One player who might be concerned about Rashford's goalscoring is Manchester City forward Raheem Sterling, who was unable to play for England due to a back injury. At the World Cup it was Sterling who England manager Gareth Southgate picked to start alongside Kane and the forward was criticised for his failure to score despite a number of attempts. While his excellent movement meant he was most often the man getting on the end of chances his finishing let him down and a number of opportunities were lost.
During the World Cup, Manchester Evening News writer Stuart Brennan argued that anyone advocating for dropping Sterling to make way for Rashford needed to "give their heads a wobble". Brennan admitted that Sterling's excellent goalscoring form at his club has not carried over to international level but insisted that he was playing a different role, there to pull defenders out of position and make space for others.
That may be true but England are lacking consistent goalscorers besides Kane and the Spurs striker cannot do it all by himself. The other man in the strike partnership has to shoulder a goalscoring burden.
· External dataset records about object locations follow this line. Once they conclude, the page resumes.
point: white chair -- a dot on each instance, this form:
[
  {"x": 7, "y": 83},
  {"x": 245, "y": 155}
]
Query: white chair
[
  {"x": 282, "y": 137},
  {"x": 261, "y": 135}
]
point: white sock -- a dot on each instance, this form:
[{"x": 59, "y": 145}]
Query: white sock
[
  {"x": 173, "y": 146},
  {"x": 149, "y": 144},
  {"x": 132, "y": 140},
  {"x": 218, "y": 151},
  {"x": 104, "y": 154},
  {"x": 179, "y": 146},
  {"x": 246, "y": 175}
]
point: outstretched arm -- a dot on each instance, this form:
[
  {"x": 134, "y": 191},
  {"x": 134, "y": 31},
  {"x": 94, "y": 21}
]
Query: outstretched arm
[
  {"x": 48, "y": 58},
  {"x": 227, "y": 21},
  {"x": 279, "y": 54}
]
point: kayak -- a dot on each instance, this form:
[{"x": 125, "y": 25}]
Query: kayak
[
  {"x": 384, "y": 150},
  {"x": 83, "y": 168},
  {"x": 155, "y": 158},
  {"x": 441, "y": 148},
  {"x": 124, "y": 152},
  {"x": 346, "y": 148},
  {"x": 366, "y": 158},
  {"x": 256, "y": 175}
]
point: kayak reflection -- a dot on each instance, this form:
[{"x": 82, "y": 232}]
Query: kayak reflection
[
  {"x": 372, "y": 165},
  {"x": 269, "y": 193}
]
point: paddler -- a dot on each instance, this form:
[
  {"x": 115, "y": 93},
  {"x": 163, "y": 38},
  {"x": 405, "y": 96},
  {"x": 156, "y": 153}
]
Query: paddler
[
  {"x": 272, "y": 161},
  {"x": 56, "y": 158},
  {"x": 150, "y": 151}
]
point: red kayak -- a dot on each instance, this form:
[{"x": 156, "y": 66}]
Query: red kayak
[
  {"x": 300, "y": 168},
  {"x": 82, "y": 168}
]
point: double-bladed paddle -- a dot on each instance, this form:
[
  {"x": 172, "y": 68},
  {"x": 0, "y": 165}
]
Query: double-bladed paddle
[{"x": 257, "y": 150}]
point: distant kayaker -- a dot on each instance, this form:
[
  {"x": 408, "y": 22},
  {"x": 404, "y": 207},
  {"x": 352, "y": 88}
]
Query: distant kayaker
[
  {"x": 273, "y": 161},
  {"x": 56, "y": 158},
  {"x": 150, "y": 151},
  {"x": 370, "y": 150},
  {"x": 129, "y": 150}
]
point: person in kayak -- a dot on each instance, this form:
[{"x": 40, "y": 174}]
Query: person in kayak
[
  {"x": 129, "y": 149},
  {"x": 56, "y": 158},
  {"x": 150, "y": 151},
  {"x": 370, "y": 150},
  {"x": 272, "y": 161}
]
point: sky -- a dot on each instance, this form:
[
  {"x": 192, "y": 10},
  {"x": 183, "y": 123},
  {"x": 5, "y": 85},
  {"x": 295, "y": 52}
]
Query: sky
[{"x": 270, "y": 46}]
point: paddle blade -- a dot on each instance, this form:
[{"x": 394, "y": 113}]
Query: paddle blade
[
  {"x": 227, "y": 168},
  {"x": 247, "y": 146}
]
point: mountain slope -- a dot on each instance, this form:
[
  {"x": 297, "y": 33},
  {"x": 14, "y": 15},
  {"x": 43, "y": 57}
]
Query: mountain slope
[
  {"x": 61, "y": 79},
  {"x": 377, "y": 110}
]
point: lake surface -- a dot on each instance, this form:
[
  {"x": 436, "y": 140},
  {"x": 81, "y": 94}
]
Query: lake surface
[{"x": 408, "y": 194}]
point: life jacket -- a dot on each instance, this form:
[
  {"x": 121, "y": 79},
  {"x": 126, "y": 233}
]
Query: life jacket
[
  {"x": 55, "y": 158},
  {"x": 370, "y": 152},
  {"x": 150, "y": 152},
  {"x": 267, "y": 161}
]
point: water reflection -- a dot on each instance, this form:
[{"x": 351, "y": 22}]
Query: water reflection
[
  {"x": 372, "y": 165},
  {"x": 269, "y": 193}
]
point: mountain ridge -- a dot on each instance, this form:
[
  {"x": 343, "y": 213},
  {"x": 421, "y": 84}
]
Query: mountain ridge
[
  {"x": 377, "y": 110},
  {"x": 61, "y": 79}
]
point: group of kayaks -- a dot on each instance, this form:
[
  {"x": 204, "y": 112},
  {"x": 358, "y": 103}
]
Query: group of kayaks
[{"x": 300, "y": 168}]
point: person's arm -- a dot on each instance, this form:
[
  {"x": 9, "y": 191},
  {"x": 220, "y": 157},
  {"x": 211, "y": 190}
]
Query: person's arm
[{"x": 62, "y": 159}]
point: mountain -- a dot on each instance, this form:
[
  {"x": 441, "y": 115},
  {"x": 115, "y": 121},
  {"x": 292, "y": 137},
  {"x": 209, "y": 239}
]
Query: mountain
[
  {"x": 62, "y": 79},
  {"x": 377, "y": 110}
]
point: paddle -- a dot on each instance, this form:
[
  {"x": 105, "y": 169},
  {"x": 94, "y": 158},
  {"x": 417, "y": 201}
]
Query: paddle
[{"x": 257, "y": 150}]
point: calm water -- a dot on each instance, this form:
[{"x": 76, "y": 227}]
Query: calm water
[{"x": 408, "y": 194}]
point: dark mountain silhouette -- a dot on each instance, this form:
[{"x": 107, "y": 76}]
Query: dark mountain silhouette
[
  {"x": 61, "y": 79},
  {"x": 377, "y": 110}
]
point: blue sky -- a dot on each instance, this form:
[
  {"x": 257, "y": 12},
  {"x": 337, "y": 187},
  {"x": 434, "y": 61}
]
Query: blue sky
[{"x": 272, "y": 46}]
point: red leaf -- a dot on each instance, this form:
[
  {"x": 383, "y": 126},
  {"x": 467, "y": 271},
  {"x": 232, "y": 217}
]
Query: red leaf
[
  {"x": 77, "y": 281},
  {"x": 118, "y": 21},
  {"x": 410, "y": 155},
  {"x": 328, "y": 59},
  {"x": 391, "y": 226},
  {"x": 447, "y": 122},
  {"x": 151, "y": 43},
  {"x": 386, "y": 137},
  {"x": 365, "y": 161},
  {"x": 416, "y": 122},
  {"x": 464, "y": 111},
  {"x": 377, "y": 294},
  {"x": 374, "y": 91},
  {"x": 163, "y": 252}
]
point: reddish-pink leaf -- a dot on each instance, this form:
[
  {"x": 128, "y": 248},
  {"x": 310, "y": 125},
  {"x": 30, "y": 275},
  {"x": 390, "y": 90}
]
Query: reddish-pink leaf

Writing for the Daily Telegraph, Jason Burt argued that in future England games Rashford should be starting alongside Kane rather than being considered the backup striker who could come off the bench.
Neither Rashford nor Sterling have the best goalscoring record for England. Sterling has only scored twice in 44 appearances for the Three Lions, both goals coming during Euro 2016 qualification. Rashford's rate of five goals in 27 appearances is better but still not spectacular.
Both are young players who have endured some of England's toughest times in recent years and they each contribute a lot to an attack. If there was space for both of them to play alongside Kane then that might be the best solution, but that would mean other players elsewhere on the pitch would have to miss out.
In England's current 3-5-2 formation there is only room for one player to partner Kane and a change to the shape of the team would likely mean dropping someone from midfield. Southgate has recently played Dele Alli and Jesse Lingard in midfield when both would likely prefer to be further up the pitch. One of them would be the most likely candidate for being dropped if Rashford and Sterling are going to play together. There are no easy decisions for Southgate here.